CDC?
- Book cover
- Author: William Steig
- Illustrator: William Steig
- Cover artist: William Steig
- Language: English
- Genre: Children's book
- Publisher: Farrar, Straus and Giroux
- Publication date: 1984
- Publication place: United States
- Media type: Print
- Preceded by: CDB!

= CDC? =

1984 children's book by William Steig

CDC? is a children's puzzle book written and illustrated by author and cartoonist William Steig. Originally published in 1984, it is a sequel to his 1968 picture book CDB! and is of the same concept: letters and numbers that suggest the sounds of words or phrases are printed as captions for interpretive cartoons.

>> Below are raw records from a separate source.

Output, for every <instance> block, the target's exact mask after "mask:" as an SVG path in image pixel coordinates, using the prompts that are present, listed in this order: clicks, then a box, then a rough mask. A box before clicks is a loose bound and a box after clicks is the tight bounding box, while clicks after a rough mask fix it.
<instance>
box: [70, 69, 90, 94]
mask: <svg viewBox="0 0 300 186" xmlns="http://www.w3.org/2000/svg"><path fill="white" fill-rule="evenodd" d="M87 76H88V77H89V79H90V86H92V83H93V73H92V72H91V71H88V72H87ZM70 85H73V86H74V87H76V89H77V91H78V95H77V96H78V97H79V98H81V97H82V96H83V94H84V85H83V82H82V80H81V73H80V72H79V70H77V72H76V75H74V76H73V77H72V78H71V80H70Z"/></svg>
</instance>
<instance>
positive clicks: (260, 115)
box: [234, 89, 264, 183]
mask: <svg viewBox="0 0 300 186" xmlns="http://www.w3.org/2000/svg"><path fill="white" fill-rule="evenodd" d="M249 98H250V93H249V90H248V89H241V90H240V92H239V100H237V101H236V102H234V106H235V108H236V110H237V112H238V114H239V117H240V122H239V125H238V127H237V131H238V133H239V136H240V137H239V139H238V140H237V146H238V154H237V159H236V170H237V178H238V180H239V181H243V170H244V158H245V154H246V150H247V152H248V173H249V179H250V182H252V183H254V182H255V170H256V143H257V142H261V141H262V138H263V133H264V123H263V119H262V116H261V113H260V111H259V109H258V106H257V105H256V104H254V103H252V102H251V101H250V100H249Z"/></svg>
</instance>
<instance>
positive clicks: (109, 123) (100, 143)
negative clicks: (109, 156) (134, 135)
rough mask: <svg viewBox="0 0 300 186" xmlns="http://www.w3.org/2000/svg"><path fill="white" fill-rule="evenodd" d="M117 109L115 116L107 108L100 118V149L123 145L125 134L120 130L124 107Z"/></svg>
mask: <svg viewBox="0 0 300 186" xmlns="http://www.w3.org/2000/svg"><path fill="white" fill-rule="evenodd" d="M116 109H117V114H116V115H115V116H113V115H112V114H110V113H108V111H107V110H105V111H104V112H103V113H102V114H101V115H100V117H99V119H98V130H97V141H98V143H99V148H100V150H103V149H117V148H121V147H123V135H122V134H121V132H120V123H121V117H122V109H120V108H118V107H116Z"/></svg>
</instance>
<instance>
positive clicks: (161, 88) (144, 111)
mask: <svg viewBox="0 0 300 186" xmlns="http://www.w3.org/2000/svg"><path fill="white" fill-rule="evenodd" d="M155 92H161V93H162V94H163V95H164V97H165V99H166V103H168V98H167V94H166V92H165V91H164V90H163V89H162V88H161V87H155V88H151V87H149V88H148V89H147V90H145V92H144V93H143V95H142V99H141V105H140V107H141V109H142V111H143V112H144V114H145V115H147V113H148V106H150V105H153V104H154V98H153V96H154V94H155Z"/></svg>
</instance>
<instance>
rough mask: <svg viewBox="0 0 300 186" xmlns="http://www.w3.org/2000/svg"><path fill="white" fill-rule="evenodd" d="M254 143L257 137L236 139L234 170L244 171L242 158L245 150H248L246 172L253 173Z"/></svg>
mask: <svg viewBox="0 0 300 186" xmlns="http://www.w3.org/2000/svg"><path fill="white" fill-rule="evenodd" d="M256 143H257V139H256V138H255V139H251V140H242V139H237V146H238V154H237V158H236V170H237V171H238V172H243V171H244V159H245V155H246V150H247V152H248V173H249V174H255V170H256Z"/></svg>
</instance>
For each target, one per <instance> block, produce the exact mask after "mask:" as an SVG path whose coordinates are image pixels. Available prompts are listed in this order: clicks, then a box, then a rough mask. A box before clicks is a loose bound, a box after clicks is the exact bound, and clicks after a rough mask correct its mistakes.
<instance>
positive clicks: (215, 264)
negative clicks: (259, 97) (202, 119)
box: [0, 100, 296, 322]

The reader guesses what the letters and numbers are supposed to represent in actual words: the book's title, for example, represents the question "See the sea?"

==About the book==
The book is somewhat more sophisticated in content than CDB!, using more complicated phrases. According to Steig's obituary in The New York Times, even some adults found the captions challenging.

The book, in its 1984 release, was originally printed in black-and-white and was republished and re-released with pen-and-ink watercolor-style pictures and an answer key at the end. To figure out the word puzzles, the reader needs to read the letters, numbers, and symbols aloud, pronouncing their names, not sounding them out. The picture accompanying each puzzle helps give the reader hints about the coded phrase.